Eylül 2011’de yüksek lisansını yapmak için Londra’ya yerleşti. Burada, Hertfordshire Üniversitesi’nde Film ve Televizyon üzerine yüksek lisansını tamamladı. Yekta Kopan’ın Fil Mezarlığı öyküsünü kısa filme uyarladı. Eylül 2012’de Türkiye’ye döndü ve İstanbul’a yerleşti. Temmuz 2013’te Gökyüzüne Düşen Kız adlı çocuk romanı Yapı Kredi Yayınları’ndan çıktı.
Eylül 2013’te Kırmızı Saçlı Kız önemli bir soruya ‘Evet!’ dedi. Haziran 2014’te ‘Evet!’ dediklerini kanıtlayan bir imzayla evlendiler. Temmuz 2014’te Gökyüzüne Düşen Kız‘ın 2. baskısı raflarda yerini aldı.

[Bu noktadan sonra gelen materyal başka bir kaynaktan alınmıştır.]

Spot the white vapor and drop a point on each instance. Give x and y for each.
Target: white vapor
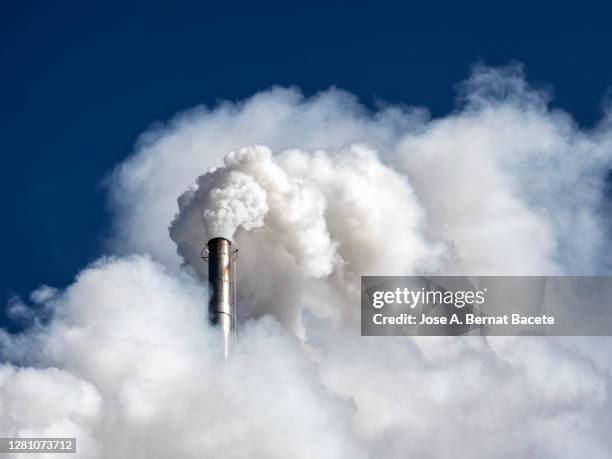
(317, 192)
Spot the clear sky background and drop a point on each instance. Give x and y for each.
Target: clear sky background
(81, 82)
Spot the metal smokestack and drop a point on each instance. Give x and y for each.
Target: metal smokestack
(221, 308)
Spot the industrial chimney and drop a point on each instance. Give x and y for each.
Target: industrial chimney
(222, 305)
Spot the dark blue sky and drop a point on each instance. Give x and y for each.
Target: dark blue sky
(80, 82)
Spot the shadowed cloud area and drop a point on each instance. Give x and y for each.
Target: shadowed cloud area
(317, 191)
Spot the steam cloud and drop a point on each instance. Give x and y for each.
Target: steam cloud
(317, 192)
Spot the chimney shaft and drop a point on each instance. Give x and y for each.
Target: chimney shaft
(220, 308)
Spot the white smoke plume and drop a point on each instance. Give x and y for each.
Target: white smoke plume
(317, 192)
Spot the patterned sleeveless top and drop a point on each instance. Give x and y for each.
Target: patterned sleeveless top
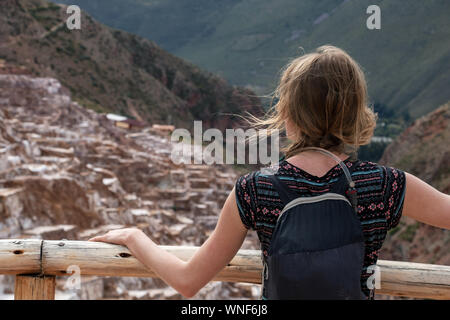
(381, 191)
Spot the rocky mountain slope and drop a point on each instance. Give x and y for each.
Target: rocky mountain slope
(111, 70)
(423, 150)
(407, 62)
(69, 172)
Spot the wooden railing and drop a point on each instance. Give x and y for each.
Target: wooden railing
(36, 263)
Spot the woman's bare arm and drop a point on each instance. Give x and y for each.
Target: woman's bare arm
(187, 277)
(426, 204)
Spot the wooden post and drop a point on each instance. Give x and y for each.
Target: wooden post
(34, 287)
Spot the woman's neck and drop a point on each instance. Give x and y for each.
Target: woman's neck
(315, 163)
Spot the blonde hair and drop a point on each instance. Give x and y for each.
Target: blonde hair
(323, 95)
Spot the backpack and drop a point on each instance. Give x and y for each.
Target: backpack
(317, 246)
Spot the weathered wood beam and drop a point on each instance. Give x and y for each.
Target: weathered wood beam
(34, 287)
(102, 259)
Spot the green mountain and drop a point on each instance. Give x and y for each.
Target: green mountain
(407, 62)
(112, 70)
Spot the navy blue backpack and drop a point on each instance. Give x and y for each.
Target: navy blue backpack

Hala İstanbul’da yaşayan A. Orçun CAN gerçekten de metrolara, çift satır aralığına, kablosuz teknolojiye ve kırmızıya büyük bir ilgi duyuyor. Gökyüzüne Düşen Kız‘ın devam kitabının en yakın zamanda okurlarla buluşmasını isteyen Orçun ağabeyini çok özlüyor. Gelecekte başarılı bir şekilde doktorasını vermek, dünyadaki tüm Disneyland’lere gitmek ve hibrit bir araba kullanmak istiyor.
Bir de belki Kırmızı Saçlı Kız‘la köpek edinecekler. Böylece ‘İstanbul’daki evinde eşi ve köpeğiyle sakin bir hayat sürmektedir’ yazarak özgeçmişlerdeki her klişeyi gerçekleştirebilmiş olacak.